- Court: Oregon Court of Appeals
- Area(s) of Law: Constitutional Law
- Date Filed: 02-19-2015
- Case #: A151805
- Judge(s)/Court Below: Sercombe, P.J. for the Court; Hadlock, J., & Tookey, J.
- Full Text Opinion
Defendant appeals a conviction of delivery of methamphetamine, assigning error to the trial court’s denial of his motion to suppress evidence. The facts are as follows: Defendant was driving late at night, an officer stopped defendant’s car after observing a traffic violation, and, in the course of the stop, discovered that defendant was driving with a suspended license and that defendant’s passenger resembled a suspect in an unsolved identity theft. Ultimately, the officer, who was joined by another officer, could not find any information about the identity theft. The officer drafted a citation for the traffic violation but instead of giving the citation to defendant the officers stood on either side of the stopped car, directed defendant and the passenger to get out of the car to switch places, and asked defendant and the passenger each to consent to a pat down search. Defendant gave consent, and the search revealed brass knuckles, leading to defendant’s arrest for felon in possession of a restricted weapon, a search of his car, and, ultimately, after a warrant was obtained, a search of a bag. First, defendant argued that the officer unlawfully extended the stop when, instead of processing and issuing the citation, he investigated the identity theft case. Defendant argued that the officer knew that the defendant was not involved in the identity theft and thus lacked reasonable suspicion.
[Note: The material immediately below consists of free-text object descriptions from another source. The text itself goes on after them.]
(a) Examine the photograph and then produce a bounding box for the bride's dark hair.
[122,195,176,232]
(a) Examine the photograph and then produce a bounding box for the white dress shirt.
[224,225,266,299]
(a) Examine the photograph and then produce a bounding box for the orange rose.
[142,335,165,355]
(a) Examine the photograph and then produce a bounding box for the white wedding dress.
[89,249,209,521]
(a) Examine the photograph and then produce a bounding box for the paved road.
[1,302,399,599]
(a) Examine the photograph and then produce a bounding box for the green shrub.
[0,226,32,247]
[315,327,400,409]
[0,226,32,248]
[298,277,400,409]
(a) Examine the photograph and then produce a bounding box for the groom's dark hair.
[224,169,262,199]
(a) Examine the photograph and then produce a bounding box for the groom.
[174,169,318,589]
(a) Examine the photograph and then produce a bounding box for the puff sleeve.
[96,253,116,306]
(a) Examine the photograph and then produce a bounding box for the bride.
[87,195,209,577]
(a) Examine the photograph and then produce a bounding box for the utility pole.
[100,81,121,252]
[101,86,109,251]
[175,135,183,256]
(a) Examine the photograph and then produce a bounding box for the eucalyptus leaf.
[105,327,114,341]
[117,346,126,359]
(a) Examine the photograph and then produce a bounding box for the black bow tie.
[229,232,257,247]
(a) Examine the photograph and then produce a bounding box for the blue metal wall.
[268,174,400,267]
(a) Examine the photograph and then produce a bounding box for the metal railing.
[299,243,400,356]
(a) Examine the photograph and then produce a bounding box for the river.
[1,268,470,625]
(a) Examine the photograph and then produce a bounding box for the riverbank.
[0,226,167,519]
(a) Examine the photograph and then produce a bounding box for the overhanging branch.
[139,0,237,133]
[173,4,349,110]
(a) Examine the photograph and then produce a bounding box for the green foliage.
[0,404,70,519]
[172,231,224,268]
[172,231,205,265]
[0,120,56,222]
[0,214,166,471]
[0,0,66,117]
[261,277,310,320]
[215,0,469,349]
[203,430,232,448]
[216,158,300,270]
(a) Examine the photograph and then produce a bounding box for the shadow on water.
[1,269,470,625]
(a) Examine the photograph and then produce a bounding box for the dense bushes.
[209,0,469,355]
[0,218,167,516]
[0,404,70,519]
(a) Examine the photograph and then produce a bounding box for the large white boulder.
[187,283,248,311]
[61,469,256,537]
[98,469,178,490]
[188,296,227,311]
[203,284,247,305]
The state responded that the officer had reasonable suspicion and Art. 1 Sec. 9 allows an officer to temporarily shift from investigating a driver’s traffic infraction to investigating a passenger’s criminal activity, when the officer has reasonable suspicion of criminal activity as to the passenger but not the driver. The court held that even if the officers lawfully extended the stop to investigate the passenger’s involvement in the identity theft, once that investigation ended and the officers were prepared to give defendant his citation, there was no basis for their continued seizure of defendant. Next, defendant argued that the unlawful conduct tainted the officers’ discovery of the subsequent evidence. The court held that because the state has not shown, under the totality of the circumstances, that defendant’s consent to search was only tenuously related to that misconduct, the illegality tainted that consent search and the subsequent searches of the car and the bag found therein. Reversed and remanded as to count 1 otherwise affirmed.